Although cognitive science still follows Helmholtz, the current understanding of the colored transparency (or translucency) effect does not resort to higher level "knowledge," but rather to physiological processes (based on cone excitation ratios [2], physical principles (based on Kubelka-Munk rules [3]; or on spectral filtration [4]), psycho-physical models (based on color convergence [5], [6]), phenomenological models (based on color similarity [7], [8], X junctions [9],[10]).

Even today we do not share a unique explanation of why the central grey square appears so different in different situations, so most people still speak of perceived translucency as an illusion, implicitly assuming that when a good explanation is achieved no illusion will exist anymore. A reasonable objection would be that, even when we reach a convincing explanation, still we would remain amused in seeing that the same grey square appears so different in different contextual conditions; the illusory aspect would remain intact, despite the scientific explanation.
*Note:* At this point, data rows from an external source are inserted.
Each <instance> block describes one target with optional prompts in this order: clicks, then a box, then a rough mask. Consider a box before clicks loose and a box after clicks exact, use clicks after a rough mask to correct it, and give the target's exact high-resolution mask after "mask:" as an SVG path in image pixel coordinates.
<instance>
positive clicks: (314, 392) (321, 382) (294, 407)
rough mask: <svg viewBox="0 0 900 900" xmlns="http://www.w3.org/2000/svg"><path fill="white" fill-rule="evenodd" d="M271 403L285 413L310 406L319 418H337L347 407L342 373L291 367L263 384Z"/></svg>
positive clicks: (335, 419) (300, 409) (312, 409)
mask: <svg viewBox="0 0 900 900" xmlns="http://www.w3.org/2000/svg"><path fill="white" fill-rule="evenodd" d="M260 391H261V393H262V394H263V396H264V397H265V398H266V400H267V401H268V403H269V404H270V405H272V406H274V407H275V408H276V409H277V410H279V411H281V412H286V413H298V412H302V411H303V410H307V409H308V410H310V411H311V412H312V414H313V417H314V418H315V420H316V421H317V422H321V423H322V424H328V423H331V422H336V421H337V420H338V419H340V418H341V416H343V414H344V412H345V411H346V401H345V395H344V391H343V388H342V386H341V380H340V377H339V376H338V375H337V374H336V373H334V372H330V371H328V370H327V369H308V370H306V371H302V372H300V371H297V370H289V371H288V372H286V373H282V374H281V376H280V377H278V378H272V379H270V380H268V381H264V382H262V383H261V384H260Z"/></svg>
[1] Helmholtz H. von, 1866 Handbuch der Physiologischen Optik, Leipzig: Voss
[2] Ripamonti C., Westland S., da Pos O. 2004 Conditions for perceptual transparency. Journal of Electronic Imaging. 13, pp. 29-35
[3] Brill M. H. 1976 Physical foundation of the perception of achromatic translucency. MIT Research Laboratory of Electronics Progress Reports No. 117 January, pp. 315-320
[4] Beck J. 1978 Additive and subtractive color mixture in color transparency, Perception & Psychophysics, 23, 256 - 267.
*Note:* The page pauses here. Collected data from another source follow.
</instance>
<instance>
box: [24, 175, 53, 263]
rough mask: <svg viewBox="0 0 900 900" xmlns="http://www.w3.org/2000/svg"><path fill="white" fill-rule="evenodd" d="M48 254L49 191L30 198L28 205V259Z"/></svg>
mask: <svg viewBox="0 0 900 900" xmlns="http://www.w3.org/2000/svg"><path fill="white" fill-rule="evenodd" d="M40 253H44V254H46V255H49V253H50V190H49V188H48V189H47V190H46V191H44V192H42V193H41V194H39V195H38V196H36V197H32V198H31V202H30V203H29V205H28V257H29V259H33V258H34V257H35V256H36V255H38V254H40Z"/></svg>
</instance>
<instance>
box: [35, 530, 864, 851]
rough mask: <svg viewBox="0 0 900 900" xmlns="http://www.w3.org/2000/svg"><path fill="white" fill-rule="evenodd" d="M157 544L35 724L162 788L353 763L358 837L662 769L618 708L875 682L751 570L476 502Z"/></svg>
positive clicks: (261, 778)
[5] Metelli F. 1974, The Perception of Transparency, Scientific American, 230, (16), pp. 90-96
[6] Chen, V. J., & D’Zmura, M. 1998 Test of a convergence model for color transparency perception. Perception, 27, 595-608.
[7] Hering E., Über die Theorie des simultanen Contrastes von Helmholtz. Vierte Mitteilung. Die subjective "Trennung der Lichtes in zwei complementare Portionen" In: Wissenschafliche Abhandlungen; hrsg. von der Sachsischen Akademie der Wissenschaften zu Leipzig, Leipzig : G. Thieme, n. [57], pp. 1- 11)
[8] Da Pos O. 1989-1991 Trasparenze. Transparency. Icone: Milano
[9] Watanabe T., Cavanagh P. 1993 Transparent surfaces defined by implicit X- junctions. Vision Research 33, 2339-2346
[10] Masin S.C. 2006 Test of models of achromatic transparency. Perception 35(12), 1611-1624.